We do get those types of return because we are a small boutique firm. WE handle every aspect our selves. We are Americans,we live here in the states. We are the ones picking the tenants, cherry picking properties at foreclosure sales, etc. We have a lot more control over the entire process since we are here. We get properties at far far below market value and then even with the extra equity put in both in cash and sweat, our prices still are at or below market value. I think we have an edge because we are here. If I was shopping for a home in Australia, I would at a disadvantage or someone who is located there. Just my 2 cents. Personally,I am getting tired of this particular thread, Florida , Atlanta, And Texas are great places too. I was just disagreeing with you a little on Detroit. Anyways, have a nice day…
Hi
Yes we have an office on the ground in Detroit. There is both higher risk and reward in Detroit. Many of our clients have paid of their investments in 5 years doubling their equity.We manage our properties and hand pick stable responsible tenants. You have to be hands on, especially in Detroit. We buy properties, rehab them, and then get tenants for them before we sell them to the public.
Again answering the question, why would you buy in a 'second rate market' its about returns. We average about 22% net returns. Our clients are putting more cash in the pockets from day one. Dont' get me wrong, we are in Atlanta, Florida, Dallas, and Houston too. But the winner as far as highest returns on investment if Detroit. I know its not the sexy choice but the numbers don't lie.
Thanks'
Josh
I will agree with you in so far as to never invest in something that you do not understand, that by the way is Warren Buffett's motto. Texas and Florida are definitely good markets, I'd throw in Atlanta. What makes these appealing is that there is a migration of people moving from the North to the South. As the population ages and there are many baby boomers hiting retirement age, many are migrating South for retirement. When you combine this with the large numbers of young people moving south to places like Texas where there has been an employment boom, the South looks very appealing.

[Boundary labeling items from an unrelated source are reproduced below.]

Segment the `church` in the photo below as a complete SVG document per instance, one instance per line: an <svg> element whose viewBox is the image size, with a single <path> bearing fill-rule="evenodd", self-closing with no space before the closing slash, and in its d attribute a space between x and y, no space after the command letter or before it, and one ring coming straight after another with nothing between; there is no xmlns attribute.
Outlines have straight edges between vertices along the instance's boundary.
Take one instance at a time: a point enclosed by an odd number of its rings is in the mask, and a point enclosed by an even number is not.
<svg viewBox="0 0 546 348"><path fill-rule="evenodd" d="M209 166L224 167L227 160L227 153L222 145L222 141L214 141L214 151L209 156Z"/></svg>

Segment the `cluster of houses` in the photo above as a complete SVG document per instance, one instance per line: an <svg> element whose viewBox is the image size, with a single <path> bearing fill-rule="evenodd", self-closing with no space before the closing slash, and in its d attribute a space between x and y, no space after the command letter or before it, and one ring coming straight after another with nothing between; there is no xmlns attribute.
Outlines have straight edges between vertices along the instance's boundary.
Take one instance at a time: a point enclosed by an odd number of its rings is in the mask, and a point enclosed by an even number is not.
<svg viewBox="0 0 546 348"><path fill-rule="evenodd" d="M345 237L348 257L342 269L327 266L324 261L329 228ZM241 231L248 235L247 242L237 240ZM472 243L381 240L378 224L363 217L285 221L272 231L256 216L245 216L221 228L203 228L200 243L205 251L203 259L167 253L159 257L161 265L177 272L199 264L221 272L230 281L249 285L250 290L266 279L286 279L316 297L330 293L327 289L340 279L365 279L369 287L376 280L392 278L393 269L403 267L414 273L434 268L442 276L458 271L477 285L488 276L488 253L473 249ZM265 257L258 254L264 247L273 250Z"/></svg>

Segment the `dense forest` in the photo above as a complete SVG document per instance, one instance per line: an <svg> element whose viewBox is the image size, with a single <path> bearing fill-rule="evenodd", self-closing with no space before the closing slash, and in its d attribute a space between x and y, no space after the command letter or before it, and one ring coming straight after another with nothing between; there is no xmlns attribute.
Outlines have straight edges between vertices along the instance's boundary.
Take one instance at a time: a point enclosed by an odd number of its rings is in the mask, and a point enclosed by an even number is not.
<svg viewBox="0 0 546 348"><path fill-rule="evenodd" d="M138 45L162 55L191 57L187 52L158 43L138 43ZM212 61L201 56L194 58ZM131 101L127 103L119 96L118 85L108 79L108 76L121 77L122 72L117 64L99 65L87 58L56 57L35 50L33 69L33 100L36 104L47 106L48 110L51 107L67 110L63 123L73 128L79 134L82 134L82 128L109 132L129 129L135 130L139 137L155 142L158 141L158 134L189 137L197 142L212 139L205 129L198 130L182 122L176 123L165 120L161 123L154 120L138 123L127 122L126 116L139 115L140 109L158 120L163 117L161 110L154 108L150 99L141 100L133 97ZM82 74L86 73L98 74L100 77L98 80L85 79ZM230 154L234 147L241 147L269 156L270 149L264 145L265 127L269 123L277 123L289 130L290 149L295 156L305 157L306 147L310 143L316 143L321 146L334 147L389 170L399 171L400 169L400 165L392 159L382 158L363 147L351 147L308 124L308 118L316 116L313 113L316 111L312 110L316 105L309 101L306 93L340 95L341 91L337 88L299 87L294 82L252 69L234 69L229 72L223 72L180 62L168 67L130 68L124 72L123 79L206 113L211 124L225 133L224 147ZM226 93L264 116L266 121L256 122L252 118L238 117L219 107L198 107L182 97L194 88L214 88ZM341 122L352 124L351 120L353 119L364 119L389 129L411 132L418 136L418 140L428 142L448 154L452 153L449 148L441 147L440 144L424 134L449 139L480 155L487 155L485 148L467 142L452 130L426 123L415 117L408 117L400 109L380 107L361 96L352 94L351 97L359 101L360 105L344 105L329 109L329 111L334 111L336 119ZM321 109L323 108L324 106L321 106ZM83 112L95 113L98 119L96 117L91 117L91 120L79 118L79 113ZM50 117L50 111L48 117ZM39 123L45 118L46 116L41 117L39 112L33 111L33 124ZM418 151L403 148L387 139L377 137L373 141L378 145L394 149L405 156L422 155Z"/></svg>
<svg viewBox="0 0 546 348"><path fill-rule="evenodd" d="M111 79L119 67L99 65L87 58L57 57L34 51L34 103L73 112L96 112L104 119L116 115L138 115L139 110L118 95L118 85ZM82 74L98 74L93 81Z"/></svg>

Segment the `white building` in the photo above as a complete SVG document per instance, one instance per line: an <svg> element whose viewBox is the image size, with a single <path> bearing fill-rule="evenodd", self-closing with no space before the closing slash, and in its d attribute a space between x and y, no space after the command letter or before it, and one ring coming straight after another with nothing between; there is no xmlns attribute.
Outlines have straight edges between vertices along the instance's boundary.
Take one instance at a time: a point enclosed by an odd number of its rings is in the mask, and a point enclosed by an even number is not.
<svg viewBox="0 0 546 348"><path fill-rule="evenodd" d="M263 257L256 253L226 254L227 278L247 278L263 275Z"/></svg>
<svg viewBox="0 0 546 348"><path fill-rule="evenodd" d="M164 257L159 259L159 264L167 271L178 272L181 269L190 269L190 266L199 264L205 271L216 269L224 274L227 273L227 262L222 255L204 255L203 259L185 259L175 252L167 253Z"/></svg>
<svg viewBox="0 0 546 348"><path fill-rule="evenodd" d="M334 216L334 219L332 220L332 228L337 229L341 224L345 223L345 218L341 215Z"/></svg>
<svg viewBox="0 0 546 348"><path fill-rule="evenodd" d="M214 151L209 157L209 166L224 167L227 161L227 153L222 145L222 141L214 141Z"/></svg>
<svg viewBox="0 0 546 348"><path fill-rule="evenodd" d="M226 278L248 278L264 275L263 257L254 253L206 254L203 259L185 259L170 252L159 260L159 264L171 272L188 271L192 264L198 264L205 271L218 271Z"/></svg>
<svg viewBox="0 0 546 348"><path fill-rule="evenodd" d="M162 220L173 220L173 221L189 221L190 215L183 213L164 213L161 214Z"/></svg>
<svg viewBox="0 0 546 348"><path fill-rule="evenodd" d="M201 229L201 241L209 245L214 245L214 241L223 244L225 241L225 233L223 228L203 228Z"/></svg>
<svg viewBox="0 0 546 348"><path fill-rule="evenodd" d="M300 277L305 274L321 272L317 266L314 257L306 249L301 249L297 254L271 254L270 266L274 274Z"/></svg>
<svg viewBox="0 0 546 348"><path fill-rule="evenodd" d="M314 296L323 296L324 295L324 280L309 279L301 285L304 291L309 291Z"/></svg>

But, Detroit is nice due to low cost of entry price points. When you throw section8 ( government financed rent), it makes it even more appealing. While you may not see a great rise in valuations, you can still find excellent cash flow and very low cap rates.
Hi Nigel
I know Detroit is definitely not a sexy place. But the fact remains that people need a place to live even in Detroit. The US government is willing to subsidize apartments for the poor. The houses are dirt cheap, but the income is guaranteed by Uncle Sam. As long as, you have good tenants, things will go very well. This applies to IP in general, you need to have good tenants. With my company, we personally handpick our tenants so it is very stable. Our investors buy homes that pay for themselves within 3 to 5 years. After that all those profits are going directly into their pockets. How can this be a bad thing? If you are looking to buy and flip Detroit is not going to be for you, but if you want an extremely inexpensive price point to enter into the IP world with an incredible ROI, Detroit should be considered.
The property market has definitely stabilized. I am here in the US. I have seen the prices drop by 40% from the top of the bubble in '07.
There is still some excess inventory that is laying around, but this has been due to a couple of factors.
- The banks have been slow to lend in the current environment. They are sitting on their cash.
- There have been both institutional and governmental policies delaying the foreclosure process.
The sad fact is that in the regulatory environment before the RE market crashed banking institutions were pushed to make these types of loans to unqualified buyers. These people should never have had loans in the first place. All this bloat needs to be cleared of the table. That being said, prices have stabilized and excess inventory is being cleared away. The US is a large diverse market with different regions and economic circumstances. Some areas are rebounding faster than others.
This is where the great opportunity lies, in getting into markets slightly ahead of the curve. When people lose their homes to foreclosure, they become renters. Rental income property is always going to be a tremendous opportunity.